A series of (un)fortunate events - Days 6 & 7
You'll have to wait for Husband to post his own account of his trip right across the island of Cuba, 4 hours each way, from the Atlantic shoreline nearly to the Carribean Sea, from Cayo Santa Maria to Sierra del Escambray. Transport changed from a large air-conditioned bus, to an army truck, to a jeep, to foot as the road got more rugged. He and another fellow - a very interesting Austrian - were the only two on the tour, giving them the guide's undivided attention. It was a good story - should make good reading when he gets around to it. Right now he's soldering circuitboards, so who knows?
For me, the day was spent on the beach, reading and sunning and slipping up to the beach bar for ice-cold Cristal and the universally excellent Cuban bread bread dipped in delicious homemade hummous. (Who would've expected?)
The leg was still swollen but nearly painless. On Thursday, I was pretty much ready to begin my Cuban vacation.
Friday was our last full day, and we spent it together on the beach all day. Yes - I was definitely ready to start my Cuban vacation.
Before we leave Cayo Santa Maria, let me share with you some of my favourite things about the place - like the floor-to-ceiling windows in the shower, that allowed you - depending on your villa's location and your modesty - to shower while gazing out over the lush foliage and gorgeous water, stark naked.
(Note the low-flow toilet. Every toilet we've seen in Cuba has been like this. Hot water comes from solar-panel-heated storage tanks on the villa roofs. This too is standard at the resorts.)
Oh! Or the statues of strangely menacing pelicans that were scattered around the grounds. We saw many pelicans fishing at the beach, and none of them looked like a refugee from an Insane Clown Posse video shoot.
The disco had me even before I noticed its uncompromising "no Speedos" stance.
(This reminds me of a sign in a building at Cayo Largo, which just said "DANGER", with nothing remotely dangerous anywhere within close inspection. Because we looked. Hard.)
And although Cuba is all about delivering the national drink, ron (rum), into tourists and locals as quickly, cheaply and efficiently as possible, this still stopped me in my tracks: tetra pack Mojitos.
With straws.

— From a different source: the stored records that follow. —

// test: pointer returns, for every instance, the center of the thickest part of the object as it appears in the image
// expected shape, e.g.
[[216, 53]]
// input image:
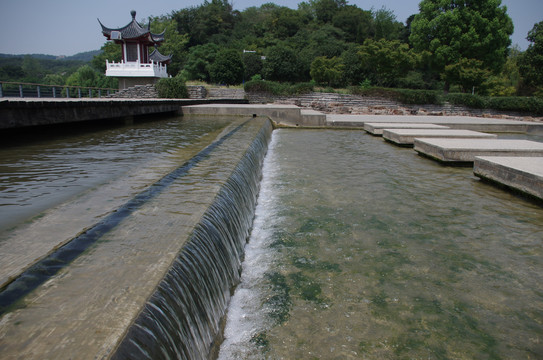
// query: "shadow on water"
[[50, 265]]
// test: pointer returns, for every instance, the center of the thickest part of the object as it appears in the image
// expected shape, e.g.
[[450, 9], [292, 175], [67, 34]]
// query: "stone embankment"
[[329, 103], [332, 103], [137, 92]]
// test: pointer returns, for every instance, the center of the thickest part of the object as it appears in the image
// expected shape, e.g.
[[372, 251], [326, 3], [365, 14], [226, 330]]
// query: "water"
[[52, 167], [364, 250], [182, 319]]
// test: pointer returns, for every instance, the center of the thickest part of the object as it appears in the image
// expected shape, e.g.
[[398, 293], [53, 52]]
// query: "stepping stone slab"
[[377, 128], [406, 137], [465, 150], [524, 174]]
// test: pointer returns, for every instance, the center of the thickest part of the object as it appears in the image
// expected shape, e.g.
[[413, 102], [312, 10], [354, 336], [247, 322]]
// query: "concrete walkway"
[[524, 174], [406, 137], [465, 150]]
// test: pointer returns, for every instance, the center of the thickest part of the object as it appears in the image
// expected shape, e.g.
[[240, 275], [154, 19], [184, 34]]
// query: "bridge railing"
[[31, 90]]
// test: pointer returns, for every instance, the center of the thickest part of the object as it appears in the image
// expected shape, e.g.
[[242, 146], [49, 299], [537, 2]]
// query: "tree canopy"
[[455, 30], [463, 43]]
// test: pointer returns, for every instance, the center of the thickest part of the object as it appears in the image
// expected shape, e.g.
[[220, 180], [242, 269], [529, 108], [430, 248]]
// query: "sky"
[[68, 27]]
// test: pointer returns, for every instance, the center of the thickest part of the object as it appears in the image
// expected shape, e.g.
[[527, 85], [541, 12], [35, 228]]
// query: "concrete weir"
[[406, 137], [377, 128], [523, 174], [465, 150], [89, 308], [281, 115]]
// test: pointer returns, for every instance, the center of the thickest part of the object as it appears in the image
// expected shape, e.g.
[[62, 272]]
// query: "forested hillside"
[[450, 45]]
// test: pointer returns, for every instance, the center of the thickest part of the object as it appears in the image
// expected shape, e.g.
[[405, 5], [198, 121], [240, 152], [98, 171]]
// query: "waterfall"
[[182, 318]]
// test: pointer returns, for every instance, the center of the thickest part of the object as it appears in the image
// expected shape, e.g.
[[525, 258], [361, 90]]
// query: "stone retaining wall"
[[332, 103], [137, 92]]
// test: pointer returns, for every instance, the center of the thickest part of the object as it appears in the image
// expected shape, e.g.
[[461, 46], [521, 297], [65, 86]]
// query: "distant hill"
[[84, 56]]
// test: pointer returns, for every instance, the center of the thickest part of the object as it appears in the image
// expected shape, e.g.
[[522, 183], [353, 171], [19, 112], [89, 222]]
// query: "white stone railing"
[[136, 69]]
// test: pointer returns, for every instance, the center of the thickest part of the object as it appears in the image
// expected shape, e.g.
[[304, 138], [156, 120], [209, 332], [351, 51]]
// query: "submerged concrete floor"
[[84, 311], [524, 174], [465, 150], [406, 137]]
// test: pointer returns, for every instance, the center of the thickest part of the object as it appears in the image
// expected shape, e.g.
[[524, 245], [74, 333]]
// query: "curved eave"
[[158, 57]]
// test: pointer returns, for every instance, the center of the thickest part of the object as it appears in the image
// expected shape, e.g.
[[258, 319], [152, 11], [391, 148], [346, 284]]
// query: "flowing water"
[[359, 249], [364, 250], [45, 169]]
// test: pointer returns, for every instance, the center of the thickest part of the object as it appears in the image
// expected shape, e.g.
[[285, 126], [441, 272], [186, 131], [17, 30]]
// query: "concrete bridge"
[[24, 113]]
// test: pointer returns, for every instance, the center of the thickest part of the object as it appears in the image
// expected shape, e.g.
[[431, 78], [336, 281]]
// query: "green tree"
[[468, 73], [252, 63], [227, 67], [198, 61], [356, 23], [451, 30], [353, 71], [204, 23], [327, 71], [384, 62], [531, 62], [53, 79], [281, 64], [325, 10], [86, 76], [174, 43]]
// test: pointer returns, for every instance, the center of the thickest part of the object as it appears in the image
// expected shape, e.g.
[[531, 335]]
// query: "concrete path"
[[377, 128], [406, 137], [465, 150], [454, 122], [524, 174]]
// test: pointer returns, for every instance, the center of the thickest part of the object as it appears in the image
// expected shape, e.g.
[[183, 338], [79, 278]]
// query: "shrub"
[[472, 101], [405, 96], [172, 88], [277, 88]]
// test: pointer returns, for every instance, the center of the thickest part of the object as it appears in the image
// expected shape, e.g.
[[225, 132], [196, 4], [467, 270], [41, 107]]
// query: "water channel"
[[359, 249], [363, 250]]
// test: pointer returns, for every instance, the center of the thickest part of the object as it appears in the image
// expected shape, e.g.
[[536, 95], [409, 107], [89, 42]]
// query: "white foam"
[[245, 317]]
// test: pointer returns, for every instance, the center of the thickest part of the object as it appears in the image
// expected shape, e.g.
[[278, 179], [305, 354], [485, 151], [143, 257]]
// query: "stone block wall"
[[332, 103], [137, 92]]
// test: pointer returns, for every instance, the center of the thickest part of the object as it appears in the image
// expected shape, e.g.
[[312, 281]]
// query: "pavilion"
[[138, 66]]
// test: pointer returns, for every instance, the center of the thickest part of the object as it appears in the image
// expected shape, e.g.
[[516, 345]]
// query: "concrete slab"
[[465, 150], [377, 128], [406, 137], [524, 174], [454, 122]]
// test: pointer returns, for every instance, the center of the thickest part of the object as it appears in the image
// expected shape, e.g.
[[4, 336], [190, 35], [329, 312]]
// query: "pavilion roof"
[[133, 30], [158, 57]]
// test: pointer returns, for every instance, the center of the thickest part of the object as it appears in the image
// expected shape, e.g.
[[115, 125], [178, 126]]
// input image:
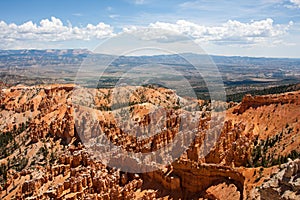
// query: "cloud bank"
[[230, 33]]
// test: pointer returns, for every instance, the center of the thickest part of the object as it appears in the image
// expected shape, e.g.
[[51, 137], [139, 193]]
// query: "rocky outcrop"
[[257, 101], [283, 185]]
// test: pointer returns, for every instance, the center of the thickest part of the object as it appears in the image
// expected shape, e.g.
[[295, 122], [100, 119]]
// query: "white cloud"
[[52, 30], [296, 3], [231, 32]]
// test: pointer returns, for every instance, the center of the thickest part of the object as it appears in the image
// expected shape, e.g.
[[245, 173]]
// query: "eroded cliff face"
[[49, 138]]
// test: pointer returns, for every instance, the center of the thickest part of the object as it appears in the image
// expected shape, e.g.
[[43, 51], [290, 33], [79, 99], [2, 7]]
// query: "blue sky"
[[254, 28]]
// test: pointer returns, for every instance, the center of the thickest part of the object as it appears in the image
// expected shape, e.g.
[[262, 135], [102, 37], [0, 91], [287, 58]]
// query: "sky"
[[261, 28]]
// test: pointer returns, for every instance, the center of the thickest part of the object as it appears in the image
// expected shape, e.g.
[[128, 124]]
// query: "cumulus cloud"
[[296, 3], [50, 31], [231, 32]]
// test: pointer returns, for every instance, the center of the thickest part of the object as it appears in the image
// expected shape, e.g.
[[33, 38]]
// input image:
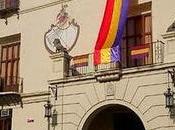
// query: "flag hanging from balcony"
[[141, 51], [107, 48]]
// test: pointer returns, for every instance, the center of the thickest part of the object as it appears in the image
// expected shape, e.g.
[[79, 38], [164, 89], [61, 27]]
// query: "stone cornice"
[[124, 72], [35, 94]]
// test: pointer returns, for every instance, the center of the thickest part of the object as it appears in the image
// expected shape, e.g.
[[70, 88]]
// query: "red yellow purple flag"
[[107, 48]]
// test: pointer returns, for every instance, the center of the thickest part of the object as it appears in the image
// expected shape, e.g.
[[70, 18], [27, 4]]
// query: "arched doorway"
[[113, 117]]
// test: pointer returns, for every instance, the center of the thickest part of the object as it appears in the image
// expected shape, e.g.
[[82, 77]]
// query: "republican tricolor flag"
[[107, 48]]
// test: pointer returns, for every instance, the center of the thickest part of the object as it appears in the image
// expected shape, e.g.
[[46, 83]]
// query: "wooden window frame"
[[10, 80], [142, 36]]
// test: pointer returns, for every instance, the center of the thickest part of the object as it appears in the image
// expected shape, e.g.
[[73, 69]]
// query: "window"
[[137, 39], [8, 8], [6, 120], [10, 65]]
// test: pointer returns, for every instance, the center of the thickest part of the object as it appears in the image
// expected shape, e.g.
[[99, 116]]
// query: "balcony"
[[132, 56], [11, 84]]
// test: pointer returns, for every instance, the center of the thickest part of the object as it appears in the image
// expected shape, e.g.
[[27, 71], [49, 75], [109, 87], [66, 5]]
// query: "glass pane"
[[9, 73], [147, 24], [139, 26], [124, 32], [4, 54], [10, 53], [131, 41], [148, 39], [15, 53], [3, 70], [131, 27], [15, 72], [138, 40]]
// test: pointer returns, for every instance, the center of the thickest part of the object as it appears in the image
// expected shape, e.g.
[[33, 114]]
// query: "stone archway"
[[113, 117]]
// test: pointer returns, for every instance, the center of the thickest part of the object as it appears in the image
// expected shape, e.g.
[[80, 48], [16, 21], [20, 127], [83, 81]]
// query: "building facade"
[[47, 49]]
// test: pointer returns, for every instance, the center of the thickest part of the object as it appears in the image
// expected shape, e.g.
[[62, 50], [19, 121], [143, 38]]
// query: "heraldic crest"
[[62, 35]]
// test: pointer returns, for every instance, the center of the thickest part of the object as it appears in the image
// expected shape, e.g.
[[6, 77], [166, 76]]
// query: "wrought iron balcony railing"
[[133, 56], [11, 84]]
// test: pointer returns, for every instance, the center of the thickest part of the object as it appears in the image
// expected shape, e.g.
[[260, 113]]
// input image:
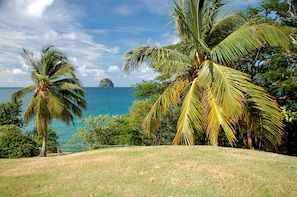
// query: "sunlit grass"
[[152, 171]]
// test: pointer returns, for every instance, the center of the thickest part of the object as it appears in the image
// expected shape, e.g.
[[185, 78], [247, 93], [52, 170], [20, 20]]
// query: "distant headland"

Yes, for a mere 90 centavos you too can have an ultra-portable, quick-serve shot of alcohol through a bendy straw. I've brought back four and haven't had the heart to drink one, so I don't know how good - or terribly bad - they are.
There were also Cubitos, a tomato-juice and rum cocktail which sounds absolutely disgusting and which I've never tried, and straight rum. What a country.
And how I miss it.
(One final, disturbing note: for the first time, to take this trip, we had to submit to our names and passport numbers being turned over to US authorities as we were flying over US airspace to get from Toronto to Cuba. Given the US's stubborn insistance on classifying Cuba a state which sponsors terrorism, this is not knowledge that I am particularly comfortable with the States collecting about Canadian citizens. Or, more pointedly, me. Right now, a planned trip to Maine has been shelved. Sad - I've visited the States many times - but with the hysteria right now, I just don't want to go there, literally or figuratively.